Every day the boy Harald heard some such story of war or of the gods, until he could see Thor riding among the storm-clouds and throwing his hammer, until he knew that a brave man has many wounds, but never a one on his back. Many nights he dreamed that he himself walked into Valhalla, and that all the heroes stood up and shouted:
–Jennie Hall, Viking Tales
[dropcap]I[/dropcap]’ve been spending a lot of time pondering something I read the other day in The Story of Charlotte Mason. I’ve been trying to work this out in my mind, but I think I need to work it out on paper.
So here’s the short version.
Sometime between 1908 and 1919, Sir Michael Sadler (from the Department of Education) sent out a questionnaire. He was going to be speaking at an upcoming event on the topic of “Moral instruction direct and indirect,” and he wanted to know the thoughts of his friends and colleagues. Miss Mason was among the many who responded, but in her response she did not answer with A or B. Instead, she offered Sir Sadler a third way.
That third way was wide reading.
I’ve spent hours this week trying to wrap my mind around why this would work, why this is important. When yesterday I sat down and read a chapter of Viking Tales aloud to Q-Age-Seven, it all came together for me.
Every day Harald was exposed to a story, which means that every day he absorbed a bit of culture. And day piled upon day, and week upon week, and before long he could see it in his mind and dream it in his dreams.
According to Essex Cholmondeley, Charlotte Mason had found that “to teach morals either directly or indirectly may have disappointing results.” Her solution was simple:
Growing persons must build up their own principles of right and wrong, and in order that they may do so they need two things. They must gain the insight into human behaviour and human nature which can come through much reading in literature, history, biography, Scripture. With this they should be given some form of map or chart of human nature, with all its great possibilities for good and evil.
Real quick, I want to correct a possible misunderstanding. When Miss Mason says that they must build up their own principles of right and wrong, she isn’t thinking here of values clarification. That sort of thing came long after her time. She believed in absolute truth and absolute standards of right and wrong. What she’s referring to is what I’ve heard many a youth pastor refer to: the child “making their faith their own.” She’s talking about ownership — where the child’s morals are coming out from the inside, not being imposed from the outside (as if they were still two-years-old — I maintain the toddlers and preschoolers require externally imposed morals, but that is another post for another day).

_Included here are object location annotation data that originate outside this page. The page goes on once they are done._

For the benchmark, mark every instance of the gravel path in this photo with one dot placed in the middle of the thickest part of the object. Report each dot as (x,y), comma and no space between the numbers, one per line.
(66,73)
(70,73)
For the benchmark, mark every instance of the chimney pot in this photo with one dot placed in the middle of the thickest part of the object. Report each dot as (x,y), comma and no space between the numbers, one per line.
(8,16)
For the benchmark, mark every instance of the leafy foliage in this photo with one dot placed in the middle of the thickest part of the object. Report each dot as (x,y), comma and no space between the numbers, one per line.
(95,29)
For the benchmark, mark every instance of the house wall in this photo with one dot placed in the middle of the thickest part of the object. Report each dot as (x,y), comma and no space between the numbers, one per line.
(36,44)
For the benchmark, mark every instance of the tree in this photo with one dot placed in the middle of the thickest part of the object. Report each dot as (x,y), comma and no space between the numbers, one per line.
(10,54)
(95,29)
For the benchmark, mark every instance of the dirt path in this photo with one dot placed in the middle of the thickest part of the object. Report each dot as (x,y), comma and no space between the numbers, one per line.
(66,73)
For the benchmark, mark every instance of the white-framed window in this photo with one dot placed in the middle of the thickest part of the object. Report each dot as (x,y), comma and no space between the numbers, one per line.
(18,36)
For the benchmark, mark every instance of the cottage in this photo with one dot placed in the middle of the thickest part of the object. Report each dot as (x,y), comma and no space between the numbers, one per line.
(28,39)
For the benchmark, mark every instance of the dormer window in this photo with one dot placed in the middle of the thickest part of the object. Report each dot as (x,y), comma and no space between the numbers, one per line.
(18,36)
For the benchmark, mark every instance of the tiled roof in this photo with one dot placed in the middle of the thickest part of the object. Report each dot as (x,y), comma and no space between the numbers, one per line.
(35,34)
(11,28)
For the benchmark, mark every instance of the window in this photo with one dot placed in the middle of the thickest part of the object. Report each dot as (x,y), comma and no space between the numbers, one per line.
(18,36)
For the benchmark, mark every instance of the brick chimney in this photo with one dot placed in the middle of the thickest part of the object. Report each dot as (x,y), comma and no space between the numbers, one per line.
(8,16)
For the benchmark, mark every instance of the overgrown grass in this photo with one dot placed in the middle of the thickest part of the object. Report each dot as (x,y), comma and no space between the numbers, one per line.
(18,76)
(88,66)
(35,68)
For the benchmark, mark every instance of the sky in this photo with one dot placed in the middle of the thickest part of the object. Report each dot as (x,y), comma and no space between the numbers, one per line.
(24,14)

Miss Mason went on to say:
Direct moral teaching cannot supply the place of wide and intelligent culture. It may supplement such culture by offering the young scholar a scheme of the powers and possibilities for good or evil which make up human nature, into which he will naturally fit the results of his reading and reflection; but the conclusions should be his own and derived from pretty wide reading, especially of history and literature.
It is hard for us to hold on to the truth that virtue is built upon imagination. We have to be able to envision the good life, and our part in it. Can a man be virtuous if he cannot imagine virtue? I don’t think he can be.
Imagination fuels human action. Let’s take, for example, studied dictation, which is a normal practice in a Charlotte Mason education.
True confession: we have never, ever done it.
Ever.
Why? Because no matter how much I read about it, I couldn’t imagine doing it, nor how it ought to be done. It was totally a mental block. So then I tried to tell myself it wasn’t that important or something, but the truth was that I was deficient in vision.
And then my friend Linda taught a little tutorial on it during our language arts night at our local CM group last month. Like a flash, she changed my life. I could finally see it.
When our children read these tales from history and legend, and they see good kings being good and bad kings being bad, when they see cowardice and bravery, when they see love and hatred — when they come to love virtue (this is a sign of reading the right books) — they are building up that internal imagination that will serve them throughout their lives. They are being, in a word, enculturated.
Here’s the deal: there is no neutrality. All children are absorbing culture from someplace. So we might as well be deliberate about it.
I heard a mother of a preschooler the other day bemoaning that her child was resisting writing.
At age four.
Some children really do write at four, but not very many. Those who do are outliers. We get so caught up in that sort of stuff at such young ages, and yes, of course, the child is made in the Divine Image, therefore she was created to write.
But eventually, not at four.
I just wanted to say, “Stop worrying and go read that poor child a really great book. Not a bad book, not an okay book — a great book.”
She wasn’t talking to me, though, so I practiced the art of minding my own business.
But my point remains. If the goal of education is character, virtue — if its purpose is, as Milton said, to “repaire the ruines of our first parents” — we have to figure out how to do that. And Miss Mason is saying that we start with the imagination — with enculturation.
Story is more important than we think.